Snow crystals form when tiny supercooled cloud droplets (about 10 mm in diameter) freeze. These droplets are able to remain liquid at temperatures lower than - 18C (0F), because to freeze, a few molecules in the droplet need to get together by chance to form an arrangement similar to that in an ice lattice; then the droplet freezes around this "nucleus." Experiments show that this "homogeneous" nucleation of cloud droplets only occurs at temperatures lower than - 35C (-31F). In warmer clouds an aerosol particle or "ice nucleus" must be present in (or in contact with) the droplet to act as a nucleus. Our understanding of what particles make efficient ice nuclei is poor — what we do know is they are very rare compared to that cloud condensation nuclei on which liquid droplets form. Clays, desert dust and biological particles may be effective, although to what extent is unclear.
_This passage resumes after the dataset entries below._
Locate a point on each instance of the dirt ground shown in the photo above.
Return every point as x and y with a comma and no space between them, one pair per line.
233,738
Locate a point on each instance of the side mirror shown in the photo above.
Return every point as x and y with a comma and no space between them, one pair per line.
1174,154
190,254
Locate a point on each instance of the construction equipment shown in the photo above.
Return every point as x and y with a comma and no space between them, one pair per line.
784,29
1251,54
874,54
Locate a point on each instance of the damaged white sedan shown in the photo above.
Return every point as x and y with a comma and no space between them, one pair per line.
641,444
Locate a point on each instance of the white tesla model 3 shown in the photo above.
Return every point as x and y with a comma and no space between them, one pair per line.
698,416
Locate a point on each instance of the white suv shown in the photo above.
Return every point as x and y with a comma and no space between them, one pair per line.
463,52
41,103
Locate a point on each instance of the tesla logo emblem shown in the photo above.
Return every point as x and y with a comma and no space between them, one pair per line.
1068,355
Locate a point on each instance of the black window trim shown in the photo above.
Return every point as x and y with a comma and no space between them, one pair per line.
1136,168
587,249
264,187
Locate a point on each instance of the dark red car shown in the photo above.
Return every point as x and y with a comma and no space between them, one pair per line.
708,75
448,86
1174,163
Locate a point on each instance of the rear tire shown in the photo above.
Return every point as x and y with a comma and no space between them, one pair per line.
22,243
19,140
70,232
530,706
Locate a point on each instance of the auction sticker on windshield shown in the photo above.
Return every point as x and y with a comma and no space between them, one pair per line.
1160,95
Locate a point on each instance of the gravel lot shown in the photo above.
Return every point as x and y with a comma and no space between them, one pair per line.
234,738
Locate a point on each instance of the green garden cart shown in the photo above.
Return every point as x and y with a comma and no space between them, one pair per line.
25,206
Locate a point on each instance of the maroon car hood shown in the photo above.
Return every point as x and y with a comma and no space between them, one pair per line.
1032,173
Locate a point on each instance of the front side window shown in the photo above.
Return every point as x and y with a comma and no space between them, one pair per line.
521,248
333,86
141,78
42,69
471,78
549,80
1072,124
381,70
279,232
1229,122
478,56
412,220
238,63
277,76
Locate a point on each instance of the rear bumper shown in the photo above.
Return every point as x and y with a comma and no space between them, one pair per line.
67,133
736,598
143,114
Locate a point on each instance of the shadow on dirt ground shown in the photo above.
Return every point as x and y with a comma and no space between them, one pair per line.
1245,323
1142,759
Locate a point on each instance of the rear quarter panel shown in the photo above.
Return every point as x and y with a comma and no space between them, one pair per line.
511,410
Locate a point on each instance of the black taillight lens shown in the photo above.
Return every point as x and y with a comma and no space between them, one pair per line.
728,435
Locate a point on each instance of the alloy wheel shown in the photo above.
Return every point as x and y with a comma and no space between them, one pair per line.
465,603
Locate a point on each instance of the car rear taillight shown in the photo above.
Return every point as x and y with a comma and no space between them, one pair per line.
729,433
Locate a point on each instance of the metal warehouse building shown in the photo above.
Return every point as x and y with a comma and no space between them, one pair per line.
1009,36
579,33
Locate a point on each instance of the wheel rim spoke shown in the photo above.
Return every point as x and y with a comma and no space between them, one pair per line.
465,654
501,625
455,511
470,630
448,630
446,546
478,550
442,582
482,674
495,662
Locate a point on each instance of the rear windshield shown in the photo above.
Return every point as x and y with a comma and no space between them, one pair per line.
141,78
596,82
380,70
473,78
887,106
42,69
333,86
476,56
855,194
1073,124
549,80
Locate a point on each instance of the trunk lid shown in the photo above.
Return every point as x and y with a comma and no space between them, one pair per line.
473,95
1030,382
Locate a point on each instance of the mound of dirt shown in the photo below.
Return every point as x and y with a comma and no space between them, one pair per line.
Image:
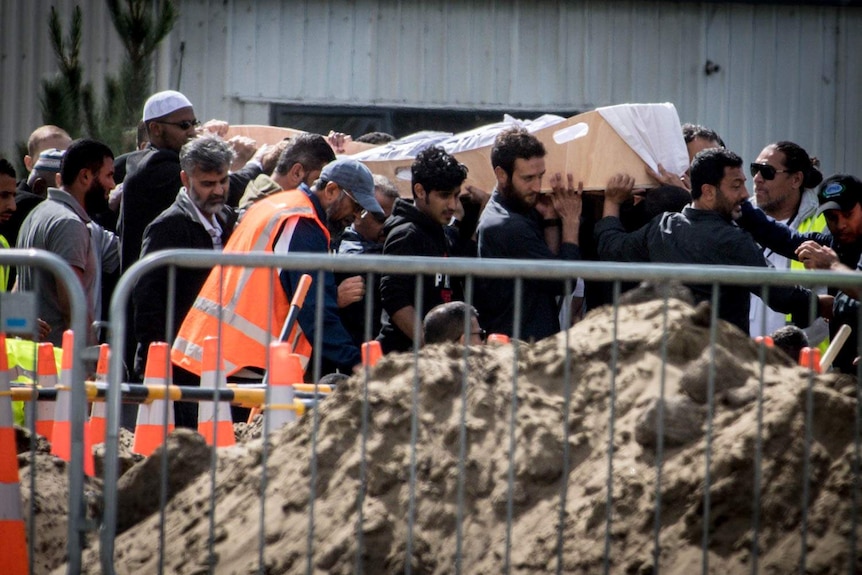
561,458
Artificial nuclei include particles of silver iodide and dry ice, and these are used to stimulate precipitation in cloud seeding.

Once a droplet has frozen, it grows in the water-supersaturated air, when the temperature remains below the freezing point. The droplet then grows by condensation of water vapor onto the ice surfaces. Air saturation with water is maintained by continuous simultaneous evaporation of water droplets. Thus ice crystals grow at the expense of water droplets in a process called the Wegner-Bergeron-Findeison process. These large crystals are an efficient source of precipitation, since they fall through the atmosphere due to their weight, and may collide and aggregate in clusters. These aggregates are snowflakes, and are usually the type of ice particle that falls to the ground. Guinness World Records list the world’s largest snowflakes as those of January 1887 at Fort Keogh, Montana; allegedly one measured 38 cm (15 inches) wide.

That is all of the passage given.